From the National Center for Public Analysis:
The federal government’s deficit usually rises during recessions, and the depth of the last recession contributed to the red ink. However, the rise in the deficit this time was extraordinary. Why did the federal deficit increase so much more during and after this recession than during and after previous recessions?
A new paper from the Institute for Research on the Economics of Taxation (IRET) examines the 10 U.S. recessions since 1950.
It concludes that an upsurge in federal spending is the primary reason for federal deficits of a magnitude not seen since World War II. [Emphasis added.]
- The federal government was running a budget deficit prior to the recession that officially began in December 2007, but the red ink appeared tolerable relative to the size of the economy.
- The Office of Management and Budget reports that, as a share of gross domestic product (GDP), the deficit was 1.9 percent in fiscal year 2006 and 1.2 percent in fiscal year 2007.
- Because real output was growing faster than the debt, federal debt held by the public was actually declining slightly compared to GDP, from 39.6 percent in 2005 to 36.5 percent in 2006 and 36.2 percent in 2007.
Since then, the federal government deficit has exploded.

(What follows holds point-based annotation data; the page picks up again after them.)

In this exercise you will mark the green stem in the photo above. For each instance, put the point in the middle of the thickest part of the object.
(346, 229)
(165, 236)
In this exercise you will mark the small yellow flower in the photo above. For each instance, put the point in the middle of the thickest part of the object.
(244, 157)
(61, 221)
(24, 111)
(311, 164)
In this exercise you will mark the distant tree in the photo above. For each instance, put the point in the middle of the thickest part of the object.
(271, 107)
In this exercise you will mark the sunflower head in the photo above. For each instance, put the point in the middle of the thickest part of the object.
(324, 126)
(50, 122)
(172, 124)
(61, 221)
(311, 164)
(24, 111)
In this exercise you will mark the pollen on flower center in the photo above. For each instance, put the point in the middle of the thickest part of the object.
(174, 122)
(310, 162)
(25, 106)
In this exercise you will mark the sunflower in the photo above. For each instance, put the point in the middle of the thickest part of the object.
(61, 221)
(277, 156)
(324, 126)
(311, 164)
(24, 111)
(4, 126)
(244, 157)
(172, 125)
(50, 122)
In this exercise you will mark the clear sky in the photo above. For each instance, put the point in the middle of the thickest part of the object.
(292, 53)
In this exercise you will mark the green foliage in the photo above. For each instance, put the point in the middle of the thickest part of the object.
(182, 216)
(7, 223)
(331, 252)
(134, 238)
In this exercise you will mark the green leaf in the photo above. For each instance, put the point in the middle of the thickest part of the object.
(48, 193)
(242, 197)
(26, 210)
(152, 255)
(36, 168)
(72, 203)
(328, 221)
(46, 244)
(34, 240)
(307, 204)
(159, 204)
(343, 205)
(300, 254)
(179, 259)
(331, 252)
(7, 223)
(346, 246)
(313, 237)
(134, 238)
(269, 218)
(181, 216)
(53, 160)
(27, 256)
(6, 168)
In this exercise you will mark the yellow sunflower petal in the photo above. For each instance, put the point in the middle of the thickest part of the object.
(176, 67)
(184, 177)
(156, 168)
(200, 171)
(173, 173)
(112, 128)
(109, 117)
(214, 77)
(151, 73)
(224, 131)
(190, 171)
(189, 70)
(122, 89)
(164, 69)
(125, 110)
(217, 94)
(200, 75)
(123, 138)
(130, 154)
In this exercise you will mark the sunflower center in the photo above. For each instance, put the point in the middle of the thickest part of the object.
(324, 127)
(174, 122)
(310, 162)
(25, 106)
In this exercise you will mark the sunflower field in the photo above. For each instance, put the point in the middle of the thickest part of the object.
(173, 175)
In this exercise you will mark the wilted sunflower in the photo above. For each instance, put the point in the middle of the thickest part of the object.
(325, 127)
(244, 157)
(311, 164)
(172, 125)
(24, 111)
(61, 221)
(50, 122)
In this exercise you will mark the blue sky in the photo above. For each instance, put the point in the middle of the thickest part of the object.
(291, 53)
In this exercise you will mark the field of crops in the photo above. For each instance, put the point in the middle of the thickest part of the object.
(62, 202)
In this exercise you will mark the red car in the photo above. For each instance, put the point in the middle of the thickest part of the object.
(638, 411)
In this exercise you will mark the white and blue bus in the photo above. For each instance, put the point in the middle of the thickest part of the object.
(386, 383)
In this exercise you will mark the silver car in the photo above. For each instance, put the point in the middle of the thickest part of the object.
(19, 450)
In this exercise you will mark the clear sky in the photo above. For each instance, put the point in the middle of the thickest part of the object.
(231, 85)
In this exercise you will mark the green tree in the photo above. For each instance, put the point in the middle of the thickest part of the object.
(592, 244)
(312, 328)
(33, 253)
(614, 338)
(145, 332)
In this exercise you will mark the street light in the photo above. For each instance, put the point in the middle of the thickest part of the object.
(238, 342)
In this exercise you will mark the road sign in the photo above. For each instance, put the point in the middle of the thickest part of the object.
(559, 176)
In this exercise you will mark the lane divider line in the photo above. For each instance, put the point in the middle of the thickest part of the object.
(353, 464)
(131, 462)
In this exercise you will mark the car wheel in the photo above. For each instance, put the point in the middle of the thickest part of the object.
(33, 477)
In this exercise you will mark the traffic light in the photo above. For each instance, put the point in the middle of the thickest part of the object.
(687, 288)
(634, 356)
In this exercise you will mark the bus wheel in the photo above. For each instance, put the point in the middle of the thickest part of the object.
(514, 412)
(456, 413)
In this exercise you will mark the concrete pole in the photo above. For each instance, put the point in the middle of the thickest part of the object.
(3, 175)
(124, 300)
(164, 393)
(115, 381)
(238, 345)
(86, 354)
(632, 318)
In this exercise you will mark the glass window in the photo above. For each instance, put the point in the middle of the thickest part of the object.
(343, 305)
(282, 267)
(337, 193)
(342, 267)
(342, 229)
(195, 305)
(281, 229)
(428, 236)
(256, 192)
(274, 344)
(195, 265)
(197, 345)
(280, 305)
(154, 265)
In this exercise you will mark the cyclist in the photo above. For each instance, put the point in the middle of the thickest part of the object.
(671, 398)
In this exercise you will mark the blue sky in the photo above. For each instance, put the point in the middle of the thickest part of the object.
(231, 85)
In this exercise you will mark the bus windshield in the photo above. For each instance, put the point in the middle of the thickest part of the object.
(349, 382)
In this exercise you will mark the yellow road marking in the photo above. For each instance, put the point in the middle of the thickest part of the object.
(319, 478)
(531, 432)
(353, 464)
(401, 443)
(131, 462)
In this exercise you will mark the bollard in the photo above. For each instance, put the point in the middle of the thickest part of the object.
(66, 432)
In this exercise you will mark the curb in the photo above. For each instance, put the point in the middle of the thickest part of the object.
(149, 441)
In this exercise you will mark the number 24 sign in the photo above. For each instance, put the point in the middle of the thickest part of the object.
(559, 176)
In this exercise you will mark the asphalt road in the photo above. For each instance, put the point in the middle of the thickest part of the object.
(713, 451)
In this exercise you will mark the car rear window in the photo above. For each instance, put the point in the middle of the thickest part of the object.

- Measured as a share of GDP, the deficit was 10 percent in fiscal year 2009, 8.9 percent in 2010, and an estimated 10.9 percent in 2011.
- From 2007 to 2011, federal government debt held by the public will have doubled, from 36.2 percent of GDP to an estimated 72 percent.
The huge deficits of recent years, and the consequent mushrooming of debt, are not long sustainable. The debt crisis that has engulfed Greece illustrates the danger when a government incurs outsized deficits and debt without a credible plan for reducing them, says IRET.